Spin valve sensor for biomolecular identification: Design, fabrication, and characterization

Biomolecular identification, e.g., DNA recognition, has broad applications in biology and medicine such as gene expression analysis, disease diagnosis, and DNA fingerprinting. Therefore, we have been developing a magnetic biodetection technology based on giant magnetoresistive spin valve sensors and magnetic nanoparticle (<20 nm in diameter) biomolecular labels in an effort to provide a highly sensitive, quantitative, portable, and cost-effective biomolecular identification device.
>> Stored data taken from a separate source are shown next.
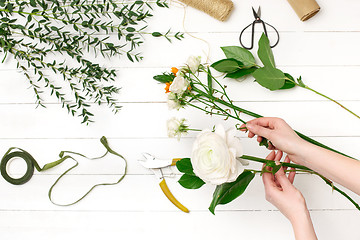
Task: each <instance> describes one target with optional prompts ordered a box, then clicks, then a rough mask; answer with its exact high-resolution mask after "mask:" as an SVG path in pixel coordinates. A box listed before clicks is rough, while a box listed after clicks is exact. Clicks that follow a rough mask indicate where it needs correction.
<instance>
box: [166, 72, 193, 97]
mask: <svg viewBox="0 0 360 240" xmlns="http://www.w3.org/2000/svg"><path fill="white" fill-rule="evenodd" d="M188 87H189V82H188V81H187V80H186V79H185V78H184V77H183V76H177V77H175V78H174V80H173V82H172V84H171V85H170V88H169V90H170V92H172V93H177V94H183V93H184V92H185V91H186V89H187V88H188Z"/></svg>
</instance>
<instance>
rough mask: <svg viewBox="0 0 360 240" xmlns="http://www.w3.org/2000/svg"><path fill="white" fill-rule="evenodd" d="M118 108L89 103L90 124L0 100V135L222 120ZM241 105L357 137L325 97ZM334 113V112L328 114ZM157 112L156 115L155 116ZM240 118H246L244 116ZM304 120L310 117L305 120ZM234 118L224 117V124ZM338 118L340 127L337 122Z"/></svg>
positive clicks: (115, 134) (55, 106) (160, 106)
mask: <svg viewBox="0 0 360 240" xmlns="http://www.w3.org/2000/svg"><path fill="white" fill-rule="evenodd" d="M359 104H360V102H359V101H355V102H352V101H348V102H346V105H347V106H348V107H349V108H350V109H355V111H356V109H360V105H359ZM122 105H123V106H124V107H123V109H122V110H121V111H120V112H119V113H118V114H116V115H114V114H113V113H112V112H111V111H110V110H109V109H107V108H106V107H104V108H99V107H96V106H94V108H92V112H93V113H94V114H95V116H96V118H95V119H94V120H95V121H96V122H95V123H94V124H92V125H91V127H90V128H89V127H88V126H86V125H83V124H79V123H80V119H76V118H74V117H72V116H71V115H69V114H67V112H66V110H64V109H61V107H60V106H59V105H57V104H51V105H47V107H46V108H38V109H35V105H31V104H10V105H7V104H5V105H0V114H1V116H6V118H3V119H2V129H3V132H2V134H3V135H2V136H3V137H6V138H54V137H55V138H79V137H81V138H94V137H96V138H98V137H101V136H103V135H105V136H107V137H121V138H143V137H165V136H166V127H165V126H166V121H167V120H168V119H169V118H170V117H172V116H178V117H183V118H186V119H188V121H189V124H190V125H191V126H192V127H194V128H197V129H204V128H211V127H212V126H213V125H215V124H216V123H222V122H223V121H222V120H223V118H221V117H220V118H219V117H209V116H206V115H205V114H204V113H203V112H201V111H199V110H194V109H186V110H182V111H180V112H176V111H168V107H167V104H166V103H124V104H122ZM238 105H239V106H242V107H243V108H245V109H248V110H251V111H254V112H257V113H259V114H262V115H264V116H277V117H282V118H284V119H285V120H286V121H287V122H288V123H289V124H290V125H291V126H292V127H293V128H294V129H297V130H298V131H301V132H303V133H304V134H306V135H310V136H360V126H359V124H358V121H359V120H358V119H357V118H355V117H353V116H352V115H350V114H349V113H347V112H345V111H344V110H343V109H341V108H340V107H338V106H336V105H335V104H333V103H330V102H241V103H239V104H238ZM332 113H333V114H332ZM154 116H156V117H154ZM244 119H245V120H248V119H250V118H248V117H246V116H244ZM306 119H312V120H313V121H309V120H306ZM236 123H237V122H236V121H234V120H228V121H227V123H226V126H227V127H231V126H234V125H235V124H236ZM339 123H342V127H341V128H340V127H335V126H338V125H339Z"/></svg>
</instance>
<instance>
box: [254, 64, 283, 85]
mask: <svg viewBox="0 0 360 240" xmlns="http://www.w3.org/2000/svg"><path fill="white" fill-rule="evenodd" d="M253 76H254V78H255V79H256V81H257V82H258V83H259V84H260V85H261V86H263V87H265V88H267V89H270V90H272V91H273V90H278V89H280V88H282V87H283V86H284V84H285V74H284V73H283V72H282V71H281V70H279V69H276V68H272V67H266V66H265V67H263V68H259V69H257V70H256V71H255V72H254V73H253Z"/></svg>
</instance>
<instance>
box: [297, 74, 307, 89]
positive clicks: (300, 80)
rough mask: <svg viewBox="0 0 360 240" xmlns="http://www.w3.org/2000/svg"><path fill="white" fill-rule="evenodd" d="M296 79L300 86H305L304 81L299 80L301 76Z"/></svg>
mask: <svg viewBox="0 0 360 240" xmlns="http://www.w3.org/2000/svg"><path fill="white" fill-rule="evenodd" d="M296 80H297V82H298V83H299V85H300V87H306V85H305V83H304V82H303V81H302V80H301V76H300V77H299V78H298V79H296Z"/></svg>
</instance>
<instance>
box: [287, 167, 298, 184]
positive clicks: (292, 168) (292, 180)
mask: <svg viewBox="0 0 360 240" xmlns="http://www.w3.org/2000/svg"><path fill="white" fill-rule="evenodd" d="M295 175H296V172H295V168H291V172H290V173H289V176H288V179H289V182H290V183H291V184H293V183H294V179H295Z"/></svg>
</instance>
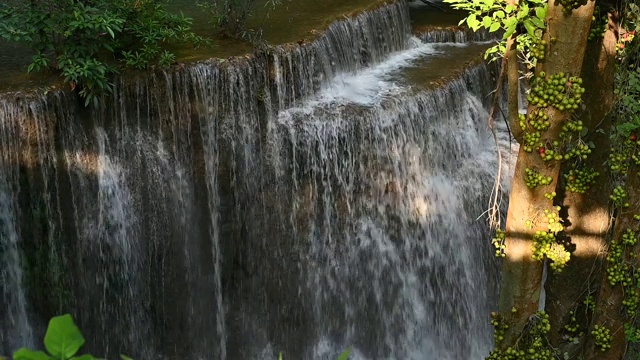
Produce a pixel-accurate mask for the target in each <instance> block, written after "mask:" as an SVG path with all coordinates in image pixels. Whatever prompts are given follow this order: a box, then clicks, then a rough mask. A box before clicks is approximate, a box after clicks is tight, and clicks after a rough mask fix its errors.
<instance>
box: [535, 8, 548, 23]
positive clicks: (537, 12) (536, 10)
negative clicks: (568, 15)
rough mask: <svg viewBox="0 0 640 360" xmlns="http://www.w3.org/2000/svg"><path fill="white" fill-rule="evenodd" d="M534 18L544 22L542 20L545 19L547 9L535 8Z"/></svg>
mask: <svg viewBox="0 0 640 360" xmlns="http://www.w3.org/2000/svg"><path fill="white" fill-rule="evenodd" d="M536 16H537V17H538V19H540V20H542V21H544V19H545V18H546V17H547V7H546V6H538V7H537V8H536Z"/></svg>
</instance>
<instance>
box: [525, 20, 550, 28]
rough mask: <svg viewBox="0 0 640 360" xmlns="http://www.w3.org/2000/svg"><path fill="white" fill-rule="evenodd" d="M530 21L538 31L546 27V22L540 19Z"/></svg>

This dissertation is concentrated on the design, modeling, fabrication, and characterization of the spin valve sensors, aiming to prove the magnetic biodetection concept and demonstrate the feasibility and sensitivity of the magnetic nanoparticle detection by the spin valve sensors.; The intended magnetic nanoparticle labels are superparamagnetic at room temperature with zero magnetic remanence, and thus need to be magnetically excited in order to generate magnetic fields detectable by the field-sensitive spin valve sensors. Either DC or AC magnetic excitation can be applied, and we have designed several nanoparticle detection schemes. An analytical model has been developed for the magnetic nanoparticle detection, assuming the equivalent average field of magnetic nanoparticles and the coherent rotation of spin valve free layer magnetization. Micromagnetic simulations have also been performed for the spin valve sensors. The analytical model and micromagnetic simulations are found consistent with each other and are in good agreement with experiments.; The prototype spin valve sensors have been fabricated at both micron and submicron scales. We demonstrated the detection of a single 2.8-mum magnetic microbead by micron-sized spin valve sensors. Based on polymer-mediated self-assembly and fine lithography, a bilayer lift-off process was developed to deposit magnetic nanoparticles onto the sensor surface in a controlled manner. With the lift-off deposition method, we have successfully demonstrated the room temperature detection of monodisperse 16-nm Fe3O 4 nanoparticles in a quantity from a few tens to several hundreds by submicron spin valve sensors, proving the feasibility of the nanoparticle detection. As desired for quantitative biodetection, a fairly linear dependence of sensor signal on the number of nanoparticles has been confirmed. The initial detection of DNA hybridization events labeled by magnetic nanoparticles further proved the magnetic biodetection concept.